Revision to Australia’s outlook not surprising given agencies had previous flagged concerns around credible fiscal repair plan. S&P’s gave one-in-three chance of AAA cut in next two years if parliament fails to legislate savings or generate sufficient revenue. Gave 6- 12 month timeframe to assess this outcome, adding it could also downgrade with any further weakening of Australia’s external position (including its current account and terms of trade). Believed without more forceful fiscal repair, material government budget deficits may persist for several years and become incompatible with high level of foreign debt. S&P’s also pessimistic about revenue outlook, projecting iron ore price closer to $20t. At state government level, S&P anticipated fiscal deficits to re-widen in next couple of years as states boost infrastructure spending plans.
 
*Australia and New Zealand Banking Group (ANZ), Westpac Banking Corp Fully Paid Ord.

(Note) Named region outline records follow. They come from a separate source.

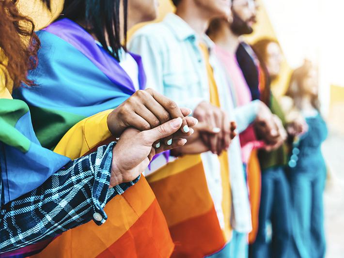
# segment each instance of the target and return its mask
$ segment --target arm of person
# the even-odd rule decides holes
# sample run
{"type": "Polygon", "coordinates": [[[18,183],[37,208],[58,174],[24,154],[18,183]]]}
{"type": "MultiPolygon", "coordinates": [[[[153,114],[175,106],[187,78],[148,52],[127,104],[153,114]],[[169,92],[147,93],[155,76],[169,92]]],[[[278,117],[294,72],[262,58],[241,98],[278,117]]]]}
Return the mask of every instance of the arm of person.
{"type": "Polygon", "coordinates": [[[235,108],[234,115],[238,133],[244,132],[256,120],[261,103],[259,100],[253,100],[248,104],[235,108]]]}
{"type": "MultiPolygon", "coordinates": [[[[146,30],[145,30],[146,31],[146,30]]],[[[149,34],[149,32],[141,31],[135,34],[130,40],[128,49],[142,58],[145,73],[147,77],[147,87],[165,94],[164,85],[164,44],[163,37],[149,34]]],[[[180,94],[183,94],[181,91],[180,94]]],[[[187,101],[176,100],[179,106],[189,108],[193,111],[201,102],[204,101],[202,98],[190,96],[187,101]]]]}
{"type": "Polygon", "coordinates": [[[71,161],[41,186],[1,207],[1,252],[54,237],[91,219],[103,224],[106,204],[139,180],[153,155],[185,144],[179,138],[170,146],[152,148],[157,139],[179,130],[182,121],[178,118],[143,132],[128,128],[115,146],[101,146],[71,161]]]}

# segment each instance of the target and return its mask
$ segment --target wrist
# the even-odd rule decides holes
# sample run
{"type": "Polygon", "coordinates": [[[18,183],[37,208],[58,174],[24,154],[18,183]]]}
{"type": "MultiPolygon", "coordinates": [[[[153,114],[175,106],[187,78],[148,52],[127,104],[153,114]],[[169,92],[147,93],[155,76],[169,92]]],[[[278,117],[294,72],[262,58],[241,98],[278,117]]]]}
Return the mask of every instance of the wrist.
{"type": "MultiPolygon", "coordinates": [[[[114,157],[114,153],[113,154],[114,157]]],[[[124,182],[123,176],[121,169],[118,167],[114,158],[112,158],[111,166],[111,177],[110,178],[110,187],[113,187],[124,182]]]]}

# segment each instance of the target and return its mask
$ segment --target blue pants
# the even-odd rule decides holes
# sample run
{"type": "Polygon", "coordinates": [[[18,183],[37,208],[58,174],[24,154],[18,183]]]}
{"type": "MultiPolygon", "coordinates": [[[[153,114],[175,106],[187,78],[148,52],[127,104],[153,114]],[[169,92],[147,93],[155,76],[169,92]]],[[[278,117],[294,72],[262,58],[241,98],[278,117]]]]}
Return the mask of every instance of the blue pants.
{"type": "Polygon", "coordinates": [[[289,177],[294,208],[293,245],[297,256],[323,258],[326,249],[323,203],[326,171],[292,171],[289,177]]]}
{"type": "Polygon", "coordinates": [[[289,186],[283,167],[262,172],[259,226],[250,258],[290,258],[292,235],[289,186]]]}
{"type": "Polygon", "coordinates": [[[249,244],[248,234],[233,230],[231,242],[209,258],[247,258],[249,244]]]}

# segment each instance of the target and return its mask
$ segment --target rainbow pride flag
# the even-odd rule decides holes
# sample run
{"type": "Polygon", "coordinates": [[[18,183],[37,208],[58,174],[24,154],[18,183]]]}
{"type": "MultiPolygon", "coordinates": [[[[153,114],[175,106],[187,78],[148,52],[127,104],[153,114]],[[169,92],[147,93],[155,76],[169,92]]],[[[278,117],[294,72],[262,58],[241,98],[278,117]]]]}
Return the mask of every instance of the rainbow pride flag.
{"type": "Polygon", "coordinates": [[[70,160],[42,147],[31,125],[25,102],[0,98],[1,204],[40,186],[70,160]]]}
{"type": "MultiPolygon", "coordinates": [[[[14,95],[29,106],[42,145],[76,158],[110,140],[109,109],[129,97],[135,88],[118,62],[72,21],[58,20],[38,35],[42,42],[39,65],[30,75],[37,86],[21,88],[14,95]]],[[[140,89],[144,89],[141,58],[132,56],[139,67],[140,89]]],[[[174,244],[166,220],[144,177],[105,210],[108,219],[101,227],[91,222],[65,232],[36,256],[171,255],[174,244]]]]}

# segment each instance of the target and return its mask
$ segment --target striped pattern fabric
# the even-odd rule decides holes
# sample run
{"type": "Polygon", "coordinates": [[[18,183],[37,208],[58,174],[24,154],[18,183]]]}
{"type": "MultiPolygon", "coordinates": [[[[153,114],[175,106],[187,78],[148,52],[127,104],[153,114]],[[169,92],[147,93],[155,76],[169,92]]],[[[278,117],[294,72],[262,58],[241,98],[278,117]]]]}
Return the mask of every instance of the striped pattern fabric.
{"type": "MultiPolygon", "coordinates": [[[[38,34],[42,42],[39,65],[30,78],[39,86],[22,88],[15,96],[28,104],[42,145],[56,146],[59,154],[75,159],[104,142],[109,135],[106,114],[95,118],[94,115],[117,107],[135,92],[135,88],[118,62],[72,21],[60,20],[38,34]],[[87,122],[79,123],[90,117],[87,122]],[[78,125],[77,129],[69,131],[75,125],[78,125]],[[71,137],[69,133],[82,137],[71,137]]],[[[144,89],[141,58],[133,57],[139,67],[140,89],[144,89]]],[[[108,219],[101,227],[88,223],[69,230],[37,256],[171,255],[174,244],[166,220],[143,177],[115,197],[105,210],[108,219]]]]}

Shrs (WBC), Westpac Banking Corp Fully Paid Ord. Shrs (WBC) and National Australia Bank Ltd. (NAB):
 
In the early days of the election campaign it was Labor’s push for a royal commission into the banking sector that looked like the biggest political threat to Australia’s financial institutions. Now, just days after Saturday’s poll has failed to deliver a clear winner, a downgrade to the major banks’ prized credit rating has become the industry’s most worrying issue to emerge out of the messy election result. ANZ Banking Group, Westpac, Commonwealth Bank and National Australia Bank have been caught up in the threat to Australia’s prized AAA credit rating after Standard & Poor’s downgraded their outlook from stable to negative. It is a slap in the face for the majors, which are part of an elite global banking club with an AA-rating, and it is the first challenge to their ratings in decades. Despite their relatively robust position, Standard & Poor’s downgraded the major banks’ outlook from stable to negative because their ratings reflect the ability of the Australian government to support them when things go belly up, as they did in the global financial crisis. While the downgrade does not directly affect earnings, it potentially drives up their wholesale funding costs. Banks raise almost a third of their funding by issuing bonds in wholesale markets. They could raise equity to protect their rating but that would be challenging given the majors have already been down that road to help fund higher capital requirements. The news came just hours after the downgrade to Australia’s sovereign AAA credit rating outlook earlier in the day but after the market closed. Shares in all the majors, except NAB, closed in positive territory but off their highs earlier in the day.